DISCLAMER: This judgment was prepared and authored by Judge Noko and is handed down electronically by circulation to the Parties /their legal representatives by email and by uploading it to the electronic file of this matter on Case Lines. The date for hand-down is deemed to be 24 March 2025.
Dates:
Hearing: 11 March 2025.
Judgment: 24 March 2025
Appearances:
For the Applicant: Carten JC
Instructed by: A Van Der Merwe Attorneys.
For the first and Second Respondent: LCM Morland
Instructed by: Mamba Attorneys
For the Sixth respondent : MR Bloem
Instructed by: Wendel Bloem Attorneys
For the seventh Respondent: M Voster (watching brief).
Instructed by c/o Cuzen Randeree Dysai Inc.
[1] The applicant’s challenge of Will is based on section 2(3) of the Wills Act read with Van Wetten and Another v Bosch and Others 2004 (1) SA 348 SCA and De Reszke v Marais and Others 2006 (2) SA 277 SCA in terms of which the Will must have been executed by the testator to be accepted by the Master.
[2] See para 5 of the Applicant’s Heads of Argument at CL 19-4.
[3] Id at para 6.
[4] See para 37 of the Applicant’s Founding Affidavit at CL02-16.
[5] See para 25 of the Applicant’s Heads of Argument CL 19-10.

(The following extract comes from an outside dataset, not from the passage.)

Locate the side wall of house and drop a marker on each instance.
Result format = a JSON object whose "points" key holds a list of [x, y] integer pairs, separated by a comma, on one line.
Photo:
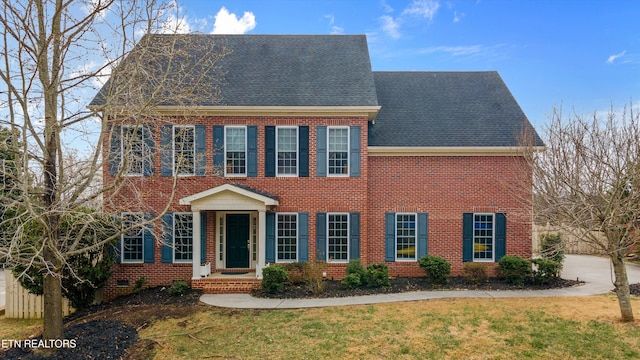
{"points": [[446, 187]]}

[6] Setlogelo v Setlogelo 1914 AD 221.
[7] Le Roux v Estate Late Le Roux and Others (2024-070995) ZAGPJHC (3 December 2024).
[8] Brimble Henneth v Henneth and Others (3239/2021)[2021] ZAWCHC 102 (25 May 2021). This lis was concerned with an executor presiding over a claim and becoming conflicted and had to be removed and was referred to only on the basis of parity of reasoning.
[9] Even if it could be found that the DNA results are not in her favour she may be assumed to have been adopted. Reference can be made of Reform of Customary Law of Succession and Regulation of Related Matters Act 11 of 2009 (Reform of Customary Law of Succession Act) . This Act defined a descendant to “include a person who is not a descendant in terms of Intestate Succession Act, but who, during the lifetime of the deceased person was accepted by the deceased person in accordance with customary law as his or her own child”. It may have to be determined if the sixth respondent is catered for in terms of the said legislation.